O movimento está agendado para os dias 3, 4 e 5 de março, motivado pela ausência de respostas da gestão municipal quanto às pautas salariais e às condições de trabalho nas unidades de saúde.
A deliberação da categoria ocorre após vistorias técnicas realizadas pelo Sindicato dos Médicos de Pernambuco (Simepe) e pelo Conselho Regional de Medicina (Cremepe).
Durante as inspeções em unidades como as Policlínicas Adolfo Speck e Josino Guerra, além do SAMU e da Prontoclínica Torres Galvão (PTG), foram identificados problemas graves de infraestrutura. O relatório aponta a presença de infiltrações, mofo, matagal e entulhos, o que, segundo as entidades, compromete a segurança assistencial.

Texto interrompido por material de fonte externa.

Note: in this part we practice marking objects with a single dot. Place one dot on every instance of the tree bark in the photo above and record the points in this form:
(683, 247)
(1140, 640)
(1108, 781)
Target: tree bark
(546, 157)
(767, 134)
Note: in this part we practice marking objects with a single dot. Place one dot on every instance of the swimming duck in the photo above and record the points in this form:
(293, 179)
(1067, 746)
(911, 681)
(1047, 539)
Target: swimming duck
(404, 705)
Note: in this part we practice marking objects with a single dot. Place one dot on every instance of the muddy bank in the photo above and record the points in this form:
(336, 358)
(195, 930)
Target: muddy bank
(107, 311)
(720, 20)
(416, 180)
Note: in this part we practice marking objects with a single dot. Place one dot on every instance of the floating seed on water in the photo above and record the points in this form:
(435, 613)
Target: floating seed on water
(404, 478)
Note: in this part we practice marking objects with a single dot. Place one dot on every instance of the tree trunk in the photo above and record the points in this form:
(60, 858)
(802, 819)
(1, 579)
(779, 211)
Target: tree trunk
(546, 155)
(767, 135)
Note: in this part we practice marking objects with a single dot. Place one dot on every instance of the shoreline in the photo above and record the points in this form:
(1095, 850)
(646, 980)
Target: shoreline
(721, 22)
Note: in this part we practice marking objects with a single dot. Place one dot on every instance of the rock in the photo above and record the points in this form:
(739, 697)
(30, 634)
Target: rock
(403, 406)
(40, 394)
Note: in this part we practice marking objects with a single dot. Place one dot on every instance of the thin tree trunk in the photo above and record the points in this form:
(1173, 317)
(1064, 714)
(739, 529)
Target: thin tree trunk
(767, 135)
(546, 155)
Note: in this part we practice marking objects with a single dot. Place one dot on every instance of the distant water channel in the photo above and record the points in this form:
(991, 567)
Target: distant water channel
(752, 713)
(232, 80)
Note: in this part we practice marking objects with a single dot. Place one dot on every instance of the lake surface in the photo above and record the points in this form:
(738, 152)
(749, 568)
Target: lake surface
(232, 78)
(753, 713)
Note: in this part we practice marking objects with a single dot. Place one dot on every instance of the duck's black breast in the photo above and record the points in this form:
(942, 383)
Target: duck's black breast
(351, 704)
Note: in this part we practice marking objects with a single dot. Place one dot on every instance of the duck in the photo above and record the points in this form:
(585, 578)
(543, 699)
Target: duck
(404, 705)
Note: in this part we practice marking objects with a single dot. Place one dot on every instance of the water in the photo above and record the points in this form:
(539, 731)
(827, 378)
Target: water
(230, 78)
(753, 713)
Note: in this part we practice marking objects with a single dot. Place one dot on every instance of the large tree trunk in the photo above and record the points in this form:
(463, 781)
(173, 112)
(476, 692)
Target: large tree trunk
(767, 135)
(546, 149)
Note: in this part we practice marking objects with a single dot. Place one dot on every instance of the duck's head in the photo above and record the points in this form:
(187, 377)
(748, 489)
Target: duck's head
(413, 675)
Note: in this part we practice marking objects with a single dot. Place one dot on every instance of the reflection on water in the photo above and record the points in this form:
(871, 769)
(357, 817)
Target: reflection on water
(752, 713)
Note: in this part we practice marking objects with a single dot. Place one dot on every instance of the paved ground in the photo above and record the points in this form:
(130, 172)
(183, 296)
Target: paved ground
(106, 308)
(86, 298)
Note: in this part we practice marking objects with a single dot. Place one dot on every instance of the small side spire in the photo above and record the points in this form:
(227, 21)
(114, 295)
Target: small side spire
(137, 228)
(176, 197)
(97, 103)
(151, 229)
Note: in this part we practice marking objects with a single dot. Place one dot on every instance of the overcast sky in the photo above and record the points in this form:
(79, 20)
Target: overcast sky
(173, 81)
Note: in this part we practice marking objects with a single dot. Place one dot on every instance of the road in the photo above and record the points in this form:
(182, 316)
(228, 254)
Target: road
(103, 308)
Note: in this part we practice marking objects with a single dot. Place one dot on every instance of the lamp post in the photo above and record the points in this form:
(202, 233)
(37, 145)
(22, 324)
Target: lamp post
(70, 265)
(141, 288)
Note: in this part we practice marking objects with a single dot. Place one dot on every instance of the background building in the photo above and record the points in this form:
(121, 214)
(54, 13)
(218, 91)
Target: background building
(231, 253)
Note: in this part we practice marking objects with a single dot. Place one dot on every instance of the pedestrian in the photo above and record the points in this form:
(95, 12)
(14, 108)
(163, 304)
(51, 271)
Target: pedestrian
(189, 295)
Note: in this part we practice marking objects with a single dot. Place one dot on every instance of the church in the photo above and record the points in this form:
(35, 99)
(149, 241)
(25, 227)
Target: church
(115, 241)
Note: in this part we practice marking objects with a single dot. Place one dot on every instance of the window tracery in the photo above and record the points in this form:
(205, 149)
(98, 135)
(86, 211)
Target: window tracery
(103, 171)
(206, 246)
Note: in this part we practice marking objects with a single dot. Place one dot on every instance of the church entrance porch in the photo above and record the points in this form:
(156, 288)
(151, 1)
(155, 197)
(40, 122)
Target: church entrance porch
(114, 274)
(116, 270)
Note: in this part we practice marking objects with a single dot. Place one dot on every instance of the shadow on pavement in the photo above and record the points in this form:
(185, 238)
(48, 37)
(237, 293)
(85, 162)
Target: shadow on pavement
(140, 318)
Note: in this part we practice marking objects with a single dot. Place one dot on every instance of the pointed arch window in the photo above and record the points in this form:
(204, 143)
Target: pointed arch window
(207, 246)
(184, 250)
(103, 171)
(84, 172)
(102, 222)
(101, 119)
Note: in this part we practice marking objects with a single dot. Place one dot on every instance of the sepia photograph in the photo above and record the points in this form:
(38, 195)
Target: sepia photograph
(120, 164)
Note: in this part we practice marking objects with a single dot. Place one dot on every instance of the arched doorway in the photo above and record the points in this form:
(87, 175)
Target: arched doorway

De acordo com o diretor do Simepe, Rodrigo Rosas, a Secretaria de Saúde do Paulista havia se comprometido a apresentar uma contraproposta às demandas da categoria, mas o prazo estabelecido expirou sem retornos oficiais.
A paralisação visa pressionar a prefeitura para que medidas emergenciais sejam adotadas, tanto no âmbito da reforma das unidades quanto na valorização profissional, diante do desgaste acumulado nas negociações.
A paralisação de três dias deve afetar os atendimentos ambulatoriais e as consultas eletivas nas policlínicas mencionadas, mantendo-se apenas os serviços de urgência e emergência conforme determina a legislação.
O Simepe informou que encaminhará um ofício formalizando a decisão à Secretaria Municipal de Saúde, reiterando que a retomada do diálogo depende de uma proposta concreta que contemple a infraestrutura e o pleito salarial.